Still, it’s not all doom and gloom. This is something you can use to your advantage, so long as you’re willing to put in some work. As noted above, there are times when you can control which snippet someone is going to see, and those situations are powerful. One of the most potent tools you can use in this situation is the question.
I think we’ve all been in the situation where we’ve been asked for “feedback” and handed someone’s 50 pages of text. We might like this person and mean well by them, but that’s a lot of work and a very fuzzy goal. Even if I read the text and provide comments, there’s a real risk that it won’t be satisfying to either of us. But imagine that the requester had a single question. This doesn’t reduce the amount of effort I must put forward (I still have to read a lot), but it makes me much more likely to do it because the task is now discrete. I know what I’m doing, and I will know when I’m done. This makes me MUCH more likely to actually do it.
So put that trick in your back pocket for next time you’re looking for help. Ask yourself: if you could get the answer to just one question from this guy, what would it be? The world is full of people who want to help you out, but who are also struggling with their own lives and schedules. Make it easier for them to help you by making things as clear as possible. Even if they don’t surprise you with more than you ask for, you greatly increase your chances of getting what you need.
All you need to do is figure out what that is.
EDITOR’S NOTE – Unrelated to anything in today’s post: Chuck Wendig’s Confessions of a Freelance Penmonkey goes on sale today. Because the universe has a sense of humor, Chuck’s a little distracted today by the arrival of something even better than a book, his first kid. He’s a fantastic writer (and, duh, you should buy the book) but he’s going to be an even better dad, so I want to wish him all the luck in the world with both of these heroic endeavors.
I feel your pain an I know it well. I took typing classes and only barely passed. Over two decades later I can now mostly touch type if I’m not thinking about it.
I’m still terrible at spelling, always have been and it’s always hurt me when I ask someone to read something I’ve written (thank you spellcheck). Everyone feels the need to tell me when I’ve misspelled something. It really kills the enthusiasm for the reading. Even when I say “I know I’ve got spelling errors in here, ignore them for now.” people are compelled to tell me when they’ve hit a misspelled word.

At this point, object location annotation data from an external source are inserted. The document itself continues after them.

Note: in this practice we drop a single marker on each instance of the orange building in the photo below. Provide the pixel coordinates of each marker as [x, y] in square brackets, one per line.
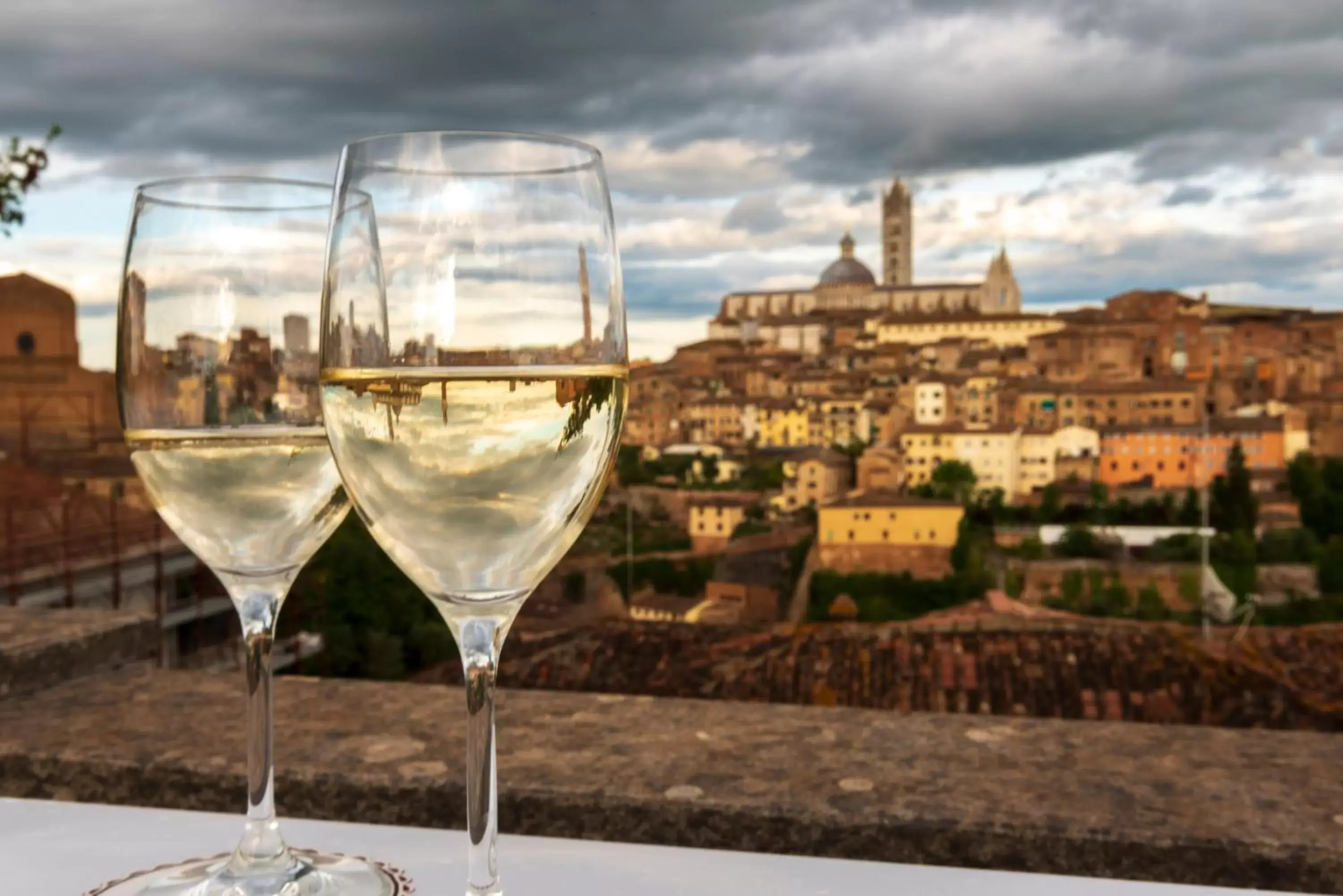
[1178, 457]
[47, 402]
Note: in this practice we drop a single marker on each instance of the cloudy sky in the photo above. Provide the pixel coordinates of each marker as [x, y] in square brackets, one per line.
[1193, 144]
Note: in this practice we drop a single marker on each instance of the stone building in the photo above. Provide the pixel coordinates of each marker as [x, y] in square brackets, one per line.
[888, 533]
[1170, 456]
[847, 290]
[881, 469]
[49, 403]
[712, 522]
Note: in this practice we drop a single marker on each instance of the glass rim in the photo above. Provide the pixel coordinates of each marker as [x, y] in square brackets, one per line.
[593, 162]
[151, 191]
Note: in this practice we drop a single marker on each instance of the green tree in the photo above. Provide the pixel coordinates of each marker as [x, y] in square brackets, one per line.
[1233, 506]
[21, 168]
[1192, 508]
[1150, 605]
[1190, 586]
[1072, 589]
[1079, 542]
[374, 621]
[1051, 503]
[1330, 570]
[1288, 546]
[1099, 496]
[954, 482]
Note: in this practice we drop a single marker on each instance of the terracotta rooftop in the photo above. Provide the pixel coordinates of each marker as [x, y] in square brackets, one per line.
[881, 498]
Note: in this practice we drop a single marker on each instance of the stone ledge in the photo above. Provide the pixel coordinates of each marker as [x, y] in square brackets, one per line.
[42, 648]
[1149, 802]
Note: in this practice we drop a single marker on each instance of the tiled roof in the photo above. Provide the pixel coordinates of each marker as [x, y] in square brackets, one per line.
[880, 498]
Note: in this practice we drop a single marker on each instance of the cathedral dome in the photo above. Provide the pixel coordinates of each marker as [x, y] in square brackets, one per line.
[847, 270]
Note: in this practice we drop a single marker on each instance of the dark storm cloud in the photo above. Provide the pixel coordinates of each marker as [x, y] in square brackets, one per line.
[1190, 195]
[871, 85]
[861, 196]
[757, 214]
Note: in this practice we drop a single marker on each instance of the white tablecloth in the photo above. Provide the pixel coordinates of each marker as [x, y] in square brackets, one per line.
[61, 849]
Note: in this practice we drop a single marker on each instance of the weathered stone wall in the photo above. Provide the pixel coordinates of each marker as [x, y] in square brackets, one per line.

I’m going to try handing them a red pen and say “Circle any misspelled words for me.” and then ask them if they liked it when they’re done. That probably won’t work either but it’s worth a try.
@emmett I am willing to bet hard money that it will work fantastically.
@emmet I know I’ve being the source of similar frustration from my friends as I always feel the urge to “make things right” with typos before I can say something about the text as a whole. And yes, handing a red pen(or in my case, an editorial rights to fix the spelling) work good, if slow the process a little.